Even as they described the deep losses of living through unending war, even though their tears of grief, these South Sudanese brothers and sisters professed an absolute and unshakable confidence that not only had God heard their prayers, but that the Lord was near to them. Their faith was whole-hearted. All in.
The Christians in South Sudan kept doing all the things they had learned and received and heard from the Holy Spirit, and worked together in communities to love and support one another and seek peace.
My brothers and sisters in the South Sudanese church do not worry about what they cannot control because they are smarter than I am, smart enough to know they are not in control.

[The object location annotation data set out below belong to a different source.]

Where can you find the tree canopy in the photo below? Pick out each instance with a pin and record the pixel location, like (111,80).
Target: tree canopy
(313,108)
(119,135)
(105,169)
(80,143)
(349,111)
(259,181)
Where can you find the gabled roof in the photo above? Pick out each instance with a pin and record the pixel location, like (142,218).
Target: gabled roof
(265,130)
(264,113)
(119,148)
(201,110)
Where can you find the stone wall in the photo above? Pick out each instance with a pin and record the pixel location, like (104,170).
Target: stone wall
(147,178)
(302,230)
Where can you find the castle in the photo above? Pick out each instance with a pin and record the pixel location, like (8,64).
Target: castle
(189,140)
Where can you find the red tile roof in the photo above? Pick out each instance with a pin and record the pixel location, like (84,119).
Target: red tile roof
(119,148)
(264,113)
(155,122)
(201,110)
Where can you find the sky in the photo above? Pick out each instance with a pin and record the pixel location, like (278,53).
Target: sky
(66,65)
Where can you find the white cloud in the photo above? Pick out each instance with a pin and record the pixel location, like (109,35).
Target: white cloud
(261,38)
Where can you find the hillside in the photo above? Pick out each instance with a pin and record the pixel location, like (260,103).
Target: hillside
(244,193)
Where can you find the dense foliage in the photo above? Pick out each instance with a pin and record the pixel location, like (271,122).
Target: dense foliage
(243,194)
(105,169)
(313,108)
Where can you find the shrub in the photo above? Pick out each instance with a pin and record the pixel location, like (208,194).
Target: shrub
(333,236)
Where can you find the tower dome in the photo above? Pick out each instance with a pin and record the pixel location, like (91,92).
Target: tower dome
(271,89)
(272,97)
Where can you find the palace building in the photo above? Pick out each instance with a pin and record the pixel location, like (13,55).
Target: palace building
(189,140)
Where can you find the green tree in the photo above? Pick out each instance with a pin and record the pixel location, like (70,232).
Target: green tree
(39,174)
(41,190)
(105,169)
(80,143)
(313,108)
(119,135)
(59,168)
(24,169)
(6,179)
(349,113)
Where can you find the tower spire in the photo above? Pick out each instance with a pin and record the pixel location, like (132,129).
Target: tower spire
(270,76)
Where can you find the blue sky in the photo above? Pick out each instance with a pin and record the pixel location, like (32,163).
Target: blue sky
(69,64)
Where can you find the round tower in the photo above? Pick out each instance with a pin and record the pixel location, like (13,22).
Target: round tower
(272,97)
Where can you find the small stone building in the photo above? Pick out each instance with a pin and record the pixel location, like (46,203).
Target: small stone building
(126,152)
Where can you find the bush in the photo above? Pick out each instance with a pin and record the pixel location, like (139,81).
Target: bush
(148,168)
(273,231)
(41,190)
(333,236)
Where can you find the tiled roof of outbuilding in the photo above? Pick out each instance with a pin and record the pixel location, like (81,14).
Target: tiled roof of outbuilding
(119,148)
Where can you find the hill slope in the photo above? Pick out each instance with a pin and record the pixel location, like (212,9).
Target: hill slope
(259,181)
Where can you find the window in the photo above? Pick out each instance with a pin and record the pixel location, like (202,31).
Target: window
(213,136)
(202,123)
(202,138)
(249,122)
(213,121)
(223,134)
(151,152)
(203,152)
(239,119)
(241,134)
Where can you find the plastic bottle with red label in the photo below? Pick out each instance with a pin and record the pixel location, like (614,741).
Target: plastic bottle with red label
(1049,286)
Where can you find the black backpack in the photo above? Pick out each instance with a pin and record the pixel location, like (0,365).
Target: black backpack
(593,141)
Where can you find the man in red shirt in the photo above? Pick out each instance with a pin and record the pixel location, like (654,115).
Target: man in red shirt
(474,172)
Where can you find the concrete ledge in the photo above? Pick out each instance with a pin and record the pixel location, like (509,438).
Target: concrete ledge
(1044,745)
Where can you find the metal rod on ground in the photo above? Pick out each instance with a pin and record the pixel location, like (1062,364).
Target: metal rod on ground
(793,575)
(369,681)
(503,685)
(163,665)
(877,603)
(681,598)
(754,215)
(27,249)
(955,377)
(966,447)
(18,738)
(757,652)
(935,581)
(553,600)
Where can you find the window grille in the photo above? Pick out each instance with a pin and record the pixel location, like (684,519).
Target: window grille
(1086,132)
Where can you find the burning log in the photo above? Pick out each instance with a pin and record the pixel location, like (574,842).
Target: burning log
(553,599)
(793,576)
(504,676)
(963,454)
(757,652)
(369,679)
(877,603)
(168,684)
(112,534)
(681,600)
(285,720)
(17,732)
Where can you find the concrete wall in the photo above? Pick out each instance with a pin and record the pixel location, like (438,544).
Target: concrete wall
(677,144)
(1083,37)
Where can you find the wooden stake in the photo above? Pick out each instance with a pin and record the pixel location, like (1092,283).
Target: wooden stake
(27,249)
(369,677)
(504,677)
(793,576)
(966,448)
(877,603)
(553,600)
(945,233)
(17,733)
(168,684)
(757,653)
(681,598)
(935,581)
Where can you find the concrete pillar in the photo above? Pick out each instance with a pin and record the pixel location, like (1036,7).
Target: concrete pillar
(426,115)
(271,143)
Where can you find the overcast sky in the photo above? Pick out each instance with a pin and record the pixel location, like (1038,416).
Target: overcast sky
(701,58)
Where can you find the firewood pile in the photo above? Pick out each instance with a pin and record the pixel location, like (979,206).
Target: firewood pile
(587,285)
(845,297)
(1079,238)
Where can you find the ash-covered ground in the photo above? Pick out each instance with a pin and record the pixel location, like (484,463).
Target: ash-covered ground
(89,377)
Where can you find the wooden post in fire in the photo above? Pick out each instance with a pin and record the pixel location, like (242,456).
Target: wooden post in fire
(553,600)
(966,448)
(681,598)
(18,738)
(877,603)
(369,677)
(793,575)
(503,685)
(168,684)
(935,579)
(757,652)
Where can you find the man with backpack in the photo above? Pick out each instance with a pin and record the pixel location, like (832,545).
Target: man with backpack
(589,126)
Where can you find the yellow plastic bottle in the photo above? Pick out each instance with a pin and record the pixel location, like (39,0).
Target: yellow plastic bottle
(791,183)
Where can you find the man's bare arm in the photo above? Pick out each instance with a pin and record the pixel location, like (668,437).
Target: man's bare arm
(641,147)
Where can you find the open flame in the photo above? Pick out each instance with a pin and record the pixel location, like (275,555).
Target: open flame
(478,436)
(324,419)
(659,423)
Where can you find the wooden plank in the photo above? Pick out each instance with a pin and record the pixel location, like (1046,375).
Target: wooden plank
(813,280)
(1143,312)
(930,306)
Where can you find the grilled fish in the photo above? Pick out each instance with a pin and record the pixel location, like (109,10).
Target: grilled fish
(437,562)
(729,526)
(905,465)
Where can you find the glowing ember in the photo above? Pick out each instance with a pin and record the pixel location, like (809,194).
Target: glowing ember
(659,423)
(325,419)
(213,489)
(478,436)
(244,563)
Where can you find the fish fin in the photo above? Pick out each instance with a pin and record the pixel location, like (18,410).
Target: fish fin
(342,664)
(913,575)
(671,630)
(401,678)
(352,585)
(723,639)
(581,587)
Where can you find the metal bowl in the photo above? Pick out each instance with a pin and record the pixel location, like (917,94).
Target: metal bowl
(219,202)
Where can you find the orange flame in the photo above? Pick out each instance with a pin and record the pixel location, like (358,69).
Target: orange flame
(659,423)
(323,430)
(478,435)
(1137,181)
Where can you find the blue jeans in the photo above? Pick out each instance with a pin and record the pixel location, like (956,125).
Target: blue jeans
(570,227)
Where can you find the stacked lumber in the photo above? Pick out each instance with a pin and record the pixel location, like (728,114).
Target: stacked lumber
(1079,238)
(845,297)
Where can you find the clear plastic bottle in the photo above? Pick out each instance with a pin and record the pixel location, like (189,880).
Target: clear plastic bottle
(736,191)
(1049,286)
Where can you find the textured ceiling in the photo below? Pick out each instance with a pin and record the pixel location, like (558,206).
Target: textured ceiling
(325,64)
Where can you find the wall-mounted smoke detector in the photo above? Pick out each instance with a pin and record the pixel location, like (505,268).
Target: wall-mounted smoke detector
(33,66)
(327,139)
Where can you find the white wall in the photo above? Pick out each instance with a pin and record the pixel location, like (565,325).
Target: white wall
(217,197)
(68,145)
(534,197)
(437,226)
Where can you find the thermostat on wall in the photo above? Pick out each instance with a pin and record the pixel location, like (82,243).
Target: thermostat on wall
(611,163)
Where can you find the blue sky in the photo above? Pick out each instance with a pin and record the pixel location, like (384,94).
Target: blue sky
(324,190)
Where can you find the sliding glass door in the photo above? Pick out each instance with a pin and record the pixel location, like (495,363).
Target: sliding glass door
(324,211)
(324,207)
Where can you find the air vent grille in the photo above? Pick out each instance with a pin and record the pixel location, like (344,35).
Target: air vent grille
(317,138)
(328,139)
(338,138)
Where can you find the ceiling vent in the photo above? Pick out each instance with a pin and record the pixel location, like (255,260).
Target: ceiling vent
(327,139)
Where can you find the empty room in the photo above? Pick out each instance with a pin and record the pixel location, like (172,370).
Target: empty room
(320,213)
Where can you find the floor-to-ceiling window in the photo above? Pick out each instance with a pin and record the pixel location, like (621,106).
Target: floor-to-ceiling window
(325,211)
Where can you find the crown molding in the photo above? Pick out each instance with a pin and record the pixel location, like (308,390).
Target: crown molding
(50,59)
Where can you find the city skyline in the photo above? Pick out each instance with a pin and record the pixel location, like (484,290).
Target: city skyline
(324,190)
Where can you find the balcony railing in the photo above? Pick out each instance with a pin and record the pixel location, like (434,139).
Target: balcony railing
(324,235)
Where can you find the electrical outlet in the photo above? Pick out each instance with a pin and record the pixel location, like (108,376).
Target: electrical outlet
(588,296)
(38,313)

I spend so much, too much of my time thinking if I just work harder, work smarter, think ahead, multi-task, I can be in control. In control of my life. In control of the life of my children. In control of the future of the church. The future of everything in our world that is broken.
My friends in South Sudan had something to teach me about blessings.
My friends in South Sudan work for peace and stick together and worship with joyful abandon and love the Lord their God as if their lives depend upon it.
Because, of course, their lives do depend upon it.
Their lives depend upon their deep connections to one another, just as their lives depend upon the God who called them into the Body of Christ.
Blessed are you who know our God is the God of those who have nothing but God.[1]
Which includes not only my brothers and sisters in Africa, but you and me, too. Even if our need is not as obvious because we do have so much prosperity compared to those Christians in South Sudan.
Let us find a new understanding of what it means to be blessed by God. God does not choose one person over another. But God has chosen the Church to be a vehicle for extending blessings to all – the poor, the hungry, the weeping, the reviled – for the sake of the Gospel, and even at the risk of losing our lives.